The University of Cincinnati formalizes relations with partner institutions around the world through several types of international agreements.
These range from comprehensive Institutional Collaboration Agreements (Memoranda of Understanding) to agreements for specific activities.
Developing an Agreement
Any time a program or individual seeks to establish a formal collaboration with an international institution, agreements must be developed and approved by UC International, the appropriate VP, and the Office of General Counsel.
UC International must be notified in advance of any agreements being drafted, agreed upon, or signed.
No one other than a contracting officer from the Office of General Counsel or the president of the university can sign the university into a legally binding relationship with another institution.
Before drafting an agreement, consider the following priorities:
- The partnership aligns with university goals and resources.
- The appropriate leadership (e.g., department head, dean) is in agreement with the terms.
- All financial aspects (scholarships, tuition, fees) have been vetted.
- Admissions requirements and process have been established.
Agreement Types and Contacts
The Office of General Counsel has provided necessary language for each type of contract which is required in lieu of drafting your own agreement or using a partner school’s template.
UC faculty and staff will find templates and an expanation of the development process for the following agreement types on UC International's Bearcats Landing site (requires log-in).
For additional information, please reach out to the designated contact for each agreement type.
An Institutional Collaboration Agreement (ICA) is a general agreement between two institutions of higher education. Some institutions call them Memoranda of Understanding.
This short document declares in the broadest terms that the institutions have mutual interests in promoting training, research, education and publication through joint activities.
Because these are made at the institutional level (rather than the college, department or program level) there is only a need for one ICA per international institution.
This type of agreement covers any collaborative activity not covered by articulation agreements, exchange agreements or transfer agreements.
- Student mobility agreements that do not involve a two-way exchange (such as summer institutes or academic terms abroad)
- Joint research, faculty mobility, or other collaborations
This type of agreement allows for participating international students to follow a predetermined set of courses at their home university and, upon successful completion, be eligible to enter UC at a predetermined academic level to complete their degree at UC.

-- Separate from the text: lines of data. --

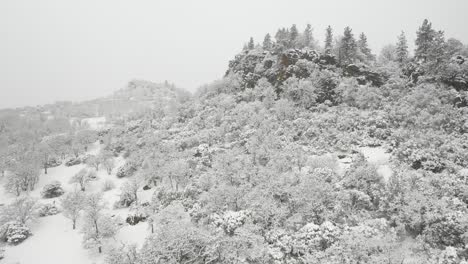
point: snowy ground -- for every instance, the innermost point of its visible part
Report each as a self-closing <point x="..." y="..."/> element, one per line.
<point x="54" y="241"/>
<point x="95" y="122"/>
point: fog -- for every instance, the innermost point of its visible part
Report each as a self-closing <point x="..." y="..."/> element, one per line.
<point x="73" y="50"/>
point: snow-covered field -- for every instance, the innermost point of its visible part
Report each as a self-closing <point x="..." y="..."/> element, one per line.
<point x="53" y="240"/>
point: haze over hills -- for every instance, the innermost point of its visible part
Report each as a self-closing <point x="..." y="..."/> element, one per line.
<point x="303" y="152"/>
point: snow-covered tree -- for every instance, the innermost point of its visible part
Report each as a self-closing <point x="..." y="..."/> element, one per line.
<point x="83" y="177"/>
<point x="72" y="205"/>
<point x="85" y="137"/>
<point x="23" y="177"/>
<point x="293" y="36"/>
<point x="52" y="190"/>
<point x="123" y="254"/>
<point x="401" y="51"/>
<point x="328" y="40"/>
<point x="94" y="162"/>
<point x="107" y="160"/>
<point x="251" y="44"/>
<point x="129" y="192"/>
<point x="267" y="44"/>
<point x="97" y="225"/>
<point x="347" y="48"/>
<point x="363" y="47"/>
<point x="23" y="210"/>
<point x="307" y="38"/>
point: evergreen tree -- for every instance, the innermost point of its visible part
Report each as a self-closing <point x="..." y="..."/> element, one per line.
<point x="293" y="34"/>
<point x="267" y="44"/>
<point x="328" y="40"/>
<point x="424" y="38"/>
<point x="307" y="38"/>
<point x="251" y="44"/>
<point x="437" y="52"/>
<point x="402" y="48"/>
<point x="348" y="49"/>
<point x="282" y="37"/>
<point x="364" y="47"/>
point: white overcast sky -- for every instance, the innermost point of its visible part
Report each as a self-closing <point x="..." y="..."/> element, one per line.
<point x="73" y="50"/>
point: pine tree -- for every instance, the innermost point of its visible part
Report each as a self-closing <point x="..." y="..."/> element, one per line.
<point x="348" y="49"/>
<point x="328" y="40"/>
<point x="267" y="44"/>
<point x="424" y="38"/>
<point x="282" y="38"/>
<point x="402" y="48"/>
<point x="364" y="47"/>
<point x="437" y="52"/>
<point x="251" y="44"/>
<point x="293" y="34"/>
<point x="307" y="38"/>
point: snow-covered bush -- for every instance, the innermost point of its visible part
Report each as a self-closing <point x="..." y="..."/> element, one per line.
<point x="52" y="190"/>
<point x="133" y="219"/>
<point x="72" y="204"/>
<point x="127" y="170"/>
<point x="14" y="232"/>
<point x="83" y="177"/>
<point x="48" y="209"/>
<point x="72" y="162"/>
<point x="229" y="221"/>
<point x="129" y="193"/>
<point x="108" y="185"/>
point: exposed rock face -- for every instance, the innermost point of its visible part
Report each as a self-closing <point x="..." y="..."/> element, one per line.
<point x="279" y="66"/>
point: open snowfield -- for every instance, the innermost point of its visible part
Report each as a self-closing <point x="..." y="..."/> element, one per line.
<point x="53" y="240"/>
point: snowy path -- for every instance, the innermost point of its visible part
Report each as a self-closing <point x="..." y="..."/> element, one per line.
<point x="53" y="240"/>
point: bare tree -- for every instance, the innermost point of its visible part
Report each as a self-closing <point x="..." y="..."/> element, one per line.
<point x="23" y="177"/>
<point x="72" y="204"/>
<point x="94" y="162"/>
<point x="22" y="210"/>
<point x="83" y="177"/>
<point x="98" y="226"/>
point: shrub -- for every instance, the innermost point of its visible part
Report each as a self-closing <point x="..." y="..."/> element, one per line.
<point x="48" y="209"/>
<point x="134" y="219"/>
<point x="108" y="185"/>
<point x="72" y="162"/>
<point x="126" y="170"/>
<point x="14" y="232"/>
<point x="52" y="190"/>
<point x="126" y="199"/>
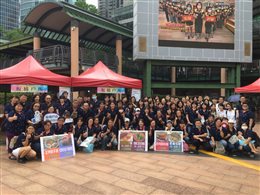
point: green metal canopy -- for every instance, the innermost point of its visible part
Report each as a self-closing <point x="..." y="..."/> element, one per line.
<point x="52" y="21"/>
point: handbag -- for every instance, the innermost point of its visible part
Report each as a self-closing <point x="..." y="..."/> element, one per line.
<point x="87" y="145"/>
<point x="185" y="147"/>
<point x="219" y="149"/>
<point x="88" y="149"/>
<point x="233" y="139"/>
<point x="13" y="142"/>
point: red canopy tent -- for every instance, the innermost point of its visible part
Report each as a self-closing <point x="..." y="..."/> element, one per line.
<point x="252" y="88"/>
<point x="101" y="76"/>
<point x="30" y="71"/>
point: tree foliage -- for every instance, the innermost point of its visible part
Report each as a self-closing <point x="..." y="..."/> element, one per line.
<point x="11" y="35"/>
<point x="88" y="7"/>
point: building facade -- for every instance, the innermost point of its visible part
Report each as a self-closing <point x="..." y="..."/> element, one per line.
<point x="9" y="15"/>
<point x="28" y="5"/>
<point x="106" y="7"/>
<point x="192" y="61"/>
<point x="124" y="14"/>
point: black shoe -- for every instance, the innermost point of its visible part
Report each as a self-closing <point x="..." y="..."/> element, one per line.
<point x="21" y="160"/>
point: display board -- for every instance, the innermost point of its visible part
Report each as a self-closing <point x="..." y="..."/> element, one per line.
<point x="168" y="141"/>
<point x="57" y="147"/>
<point x="133" y="141"/>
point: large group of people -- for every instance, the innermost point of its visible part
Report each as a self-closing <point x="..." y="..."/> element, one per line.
<point x="210" y="15"/>
<point x="205" y="122"/>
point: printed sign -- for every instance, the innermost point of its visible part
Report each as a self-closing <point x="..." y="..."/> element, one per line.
<point x="136" y="93"/>
<point x="57" y="147"/>
<point x="168" y="141"/>
<point x="112" y="90"/>
<point x="133" y="141"/>
<point x="53" y="117"/>
<point x="65" y="89"/>
<point x="29" y="88"/>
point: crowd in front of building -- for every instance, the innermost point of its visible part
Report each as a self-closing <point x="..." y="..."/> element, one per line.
<point x="205" y="122"/>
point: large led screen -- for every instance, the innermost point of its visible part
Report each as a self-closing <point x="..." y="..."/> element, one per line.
<point x="197" y="24"/>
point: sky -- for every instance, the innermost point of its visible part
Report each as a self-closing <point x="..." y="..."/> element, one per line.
<point x="94" y="2"/>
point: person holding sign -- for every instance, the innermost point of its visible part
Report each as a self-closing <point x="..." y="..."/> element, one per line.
<point x="169" y="126"/>
<point x="22" y="150"/>
<point x="15" y="126"/>
<point x="198" y="136"/>
<point x="51" y="115"/>
<point x="80" y="133"/>
<point x="109" y="136"/>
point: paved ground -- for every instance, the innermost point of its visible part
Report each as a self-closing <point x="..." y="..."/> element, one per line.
<point x="220" y="35"/>
<point x="114" y="172"/>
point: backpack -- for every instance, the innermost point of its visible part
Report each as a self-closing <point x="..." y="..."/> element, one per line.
<point x="257" y="139"/>
<point x="13" y="142"/>
<point x="219" y="149"/>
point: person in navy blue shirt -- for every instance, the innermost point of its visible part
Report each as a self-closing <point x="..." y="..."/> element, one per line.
<point x="22" y="149"/>
<point x="75" y="111"/>
<point x="65" y="94"/>
<point x="86" y="112"/>
<point x="15" y="125"/>
<point x="101" y="113"/>
<point x="30" y="115"/>
<point x="192" y="114"/>
<point x="249" y="139"/>
<point x="204" y="112"/>
<point x="246" y="116"/>
<point x="46" y="104"/>
<point x="112" y="113"/>
<point x="59" y="128"/>
<point x="10" y="106"/>
<point x="109" y="136"/>
<point x="7" y="109"/>
<point x="198" y="136"/>
<point x="218" y="133"/>
<point x="24" y="101"/>
<point x="80" y="133"/>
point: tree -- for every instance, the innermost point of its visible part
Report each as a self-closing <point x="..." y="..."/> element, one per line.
<point x="88" y="7"/>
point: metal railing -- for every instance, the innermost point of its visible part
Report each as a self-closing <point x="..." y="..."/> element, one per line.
<point x="58" y="57"/>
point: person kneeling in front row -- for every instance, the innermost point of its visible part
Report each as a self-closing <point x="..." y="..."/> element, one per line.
<point x="199" y="136"/>
<point x="23" y="150"/>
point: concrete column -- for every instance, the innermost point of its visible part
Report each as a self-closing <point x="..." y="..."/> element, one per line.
<point x="173" y="80"/>
<point x="238" y="75"/>
<point x="223" y="80"/>
<point x="36" y="41"/>
<point x="119" y="53"/>
<point x="74" y="48"/>
<point x="147" y="86"/>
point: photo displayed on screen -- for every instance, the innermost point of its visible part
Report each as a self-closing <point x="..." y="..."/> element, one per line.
<point x="197" y="23"/>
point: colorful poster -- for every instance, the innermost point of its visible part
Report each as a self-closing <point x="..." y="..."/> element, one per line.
<point x="57" y="147"/>
<point x="168" y="141"/>
<point x="65" y="89"/>
<point x="133" y="141"/>
<point x="29" y="88"/>
<point x="197" y="24"/>
<point x="136" y="93"/>
<point x="111" y="90"/>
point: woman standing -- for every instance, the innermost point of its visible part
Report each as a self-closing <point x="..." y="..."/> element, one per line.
<point x="23" y="150"/>
<point x="199" y="14"/>
<point x="15" y="126"/>
<point x="188" y="14"/>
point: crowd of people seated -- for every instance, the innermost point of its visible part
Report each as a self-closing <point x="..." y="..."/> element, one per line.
<point x="206" y="122"/>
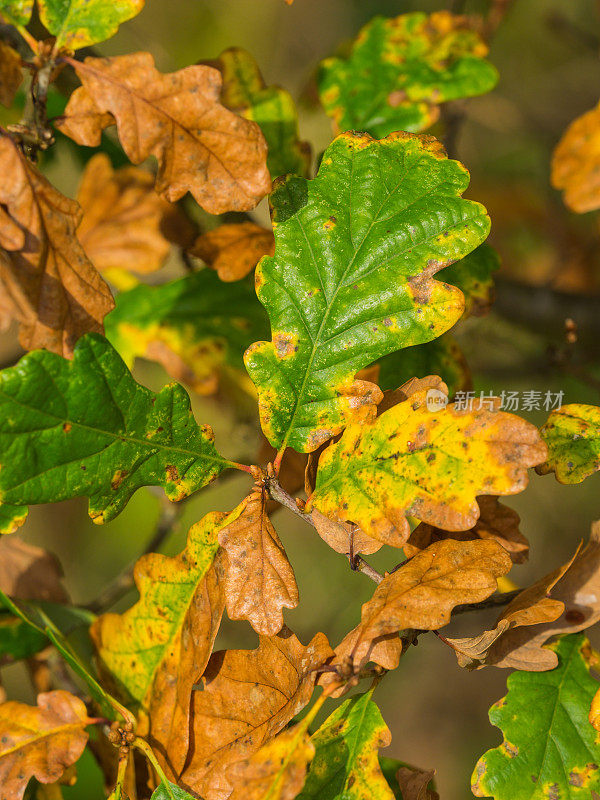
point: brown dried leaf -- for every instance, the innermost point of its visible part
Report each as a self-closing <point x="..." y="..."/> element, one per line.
<point x="533" y="606"/>
<point x="201" y="147"/>
<point x="233" y="250"/>
<point x="49" y="283"/>
<point x="260" y="581"/>
<point x="122" y="221"/>
<point x="277" y="770"/>
<point x="39" y="742"/>
<point x="414" y="783"/>
<point x="579" y="590"/>
<point x="248" y="696"/>
<point x="30" y="573"/>
<point x="423" y="592"/>
<point x="11" y="73"/>
<point x="496" y="521"/>
<point x="576" y="163"/>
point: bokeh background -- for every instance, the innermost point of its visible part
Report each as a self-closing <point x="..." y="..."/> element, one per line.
<point x="547" y="53"/>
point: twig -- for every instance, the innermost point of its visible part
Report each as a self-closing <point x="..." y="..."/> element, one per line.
<point x="169" y="516"/>
<point x="276" y="492"/>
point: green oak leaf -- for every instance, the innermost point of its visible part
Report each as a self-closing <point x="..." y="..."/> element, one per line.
<point x="399" y="71"/>
<point x="441" y="357"/>
<point x="196" y="326"/>
<point x="80" y="23"/>
<point x="168" y="791"/>
<point x="345" y="765"/>
<point x="549" y="748"/>
<point x="572" y="434"/>
<point x="86" y="428"/>
<point x="16" y="12"/>
<point x="473" y="276"/>
<point x="272" y="108"/>
<point x="356" y="250"/>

Because this agreement results in a degree from UC, it requires close collaboration with the partner institution to map the curriculum for the articulation so that course equivalencies are identified and all course and distribution requirements can be met.

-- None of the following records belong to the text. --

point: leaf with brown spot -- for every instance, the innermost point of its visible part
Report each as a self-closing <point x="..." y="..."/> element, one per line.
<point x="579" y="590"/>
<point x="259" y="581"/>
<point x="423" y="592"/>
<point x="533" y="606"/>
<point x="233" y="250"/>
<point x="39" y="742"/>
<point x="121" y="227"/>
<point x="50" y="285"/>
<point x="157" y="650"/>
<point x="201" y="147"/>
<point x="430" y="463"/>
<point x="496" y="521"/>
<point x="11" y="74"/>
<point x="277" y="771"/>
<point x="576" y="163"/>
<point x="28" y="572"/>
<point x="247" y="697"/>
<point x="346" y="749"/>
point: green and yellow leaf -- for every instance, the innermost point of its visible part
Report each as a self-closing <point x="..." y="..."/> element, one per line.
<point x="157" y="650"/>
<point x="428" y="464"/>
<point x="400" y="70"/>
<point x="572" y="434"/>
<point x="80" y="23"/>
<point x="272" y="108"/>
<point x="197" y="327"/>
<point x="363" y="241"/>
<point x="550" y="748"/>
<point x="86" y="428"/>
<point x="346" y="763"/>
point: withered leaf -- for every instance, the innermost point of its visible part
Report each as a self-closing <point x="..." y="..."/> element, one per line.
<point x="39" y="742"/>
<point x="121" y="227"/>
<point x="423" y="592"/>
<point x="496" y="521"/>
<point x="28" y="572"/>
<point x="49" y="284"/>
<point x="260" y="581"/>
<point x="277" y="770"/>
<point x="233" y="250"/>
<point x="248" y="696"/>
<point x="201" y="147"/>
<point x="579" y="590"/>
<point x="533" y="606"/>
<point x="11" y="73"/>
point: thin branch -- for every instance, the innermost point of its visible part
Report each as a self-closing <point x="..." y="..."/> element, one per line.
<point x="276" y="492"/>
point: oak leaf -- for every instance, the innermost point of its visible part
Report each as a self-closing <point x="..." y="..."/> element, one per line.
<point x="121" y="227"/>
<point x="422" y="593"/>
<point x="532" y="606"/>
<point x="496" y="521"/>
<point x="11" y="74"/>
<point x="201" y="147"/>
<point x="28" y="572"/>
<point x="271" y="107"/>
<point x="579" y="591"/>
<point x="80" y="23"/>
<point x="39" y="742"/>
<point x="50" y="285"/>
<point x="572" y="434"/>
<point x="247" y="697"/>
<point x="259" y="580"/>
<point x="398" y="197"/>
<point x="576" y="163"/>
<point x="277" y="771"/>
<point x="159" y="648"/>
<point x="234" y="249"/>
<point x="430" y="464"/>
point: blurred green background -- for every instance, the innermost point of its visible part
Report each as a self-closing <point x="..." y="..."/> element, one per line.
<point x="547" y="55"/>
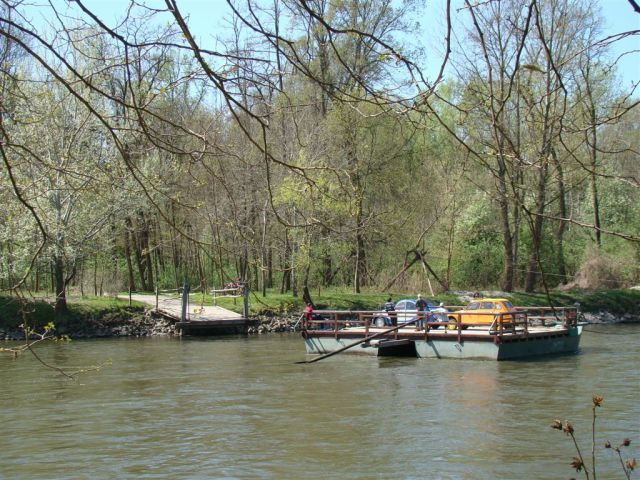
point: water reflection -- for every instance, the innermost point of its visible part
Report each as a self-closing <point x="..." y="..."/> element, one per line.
<point x="242" y="408"/>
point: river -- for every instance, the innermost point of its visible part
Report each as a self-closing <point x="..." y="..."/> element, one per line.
<point x="240" y="407"/>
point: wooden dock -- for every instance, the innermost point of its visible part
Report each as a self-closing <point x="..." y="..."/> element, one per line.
<point x="201" y="320"/>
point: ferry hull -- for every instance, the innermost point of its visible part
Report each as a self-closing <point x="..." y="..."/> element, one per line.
<point x="508" y="348"/>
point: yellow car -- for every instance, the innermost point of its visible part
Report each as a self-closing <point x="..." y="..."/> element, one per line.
<point x="484" y="311"/>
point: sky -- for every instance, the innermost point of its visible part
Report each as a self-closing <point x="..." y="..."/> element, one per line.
<point x="206" y="17"/>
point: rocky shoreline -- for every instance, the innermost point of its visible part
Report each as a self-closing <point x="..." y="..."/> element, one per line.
<point x="149" y="324"/>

Any arrangement that results in offering a UC graduate degree needs to be reviewed by the Dean of the Graduate School early in the process to assure that the agreement aligns with university policies governing the awarding of graduate degrees.
Exchange agreements cover two-way student mobility where students pay tuition to their home institution. This requires a negotiated balance of student numbers between the two institutions.
UC International is currently assessing its existing partnerships and strategic plans for future exchange of UC students. For this reason, student exchange agreements must be discussed with our office prior to drafting.
If an exchange agreement is processed without consulting UC International before signing, the college will be responsible for all financial implications.
This type of agreement establishes a relationship between UC and a foreign institution that allows students from the foreign institution to transfer foreign course credit toward a UC degree.
This agreement is general and does not require students to follow a predetermined set of courses at their home institution.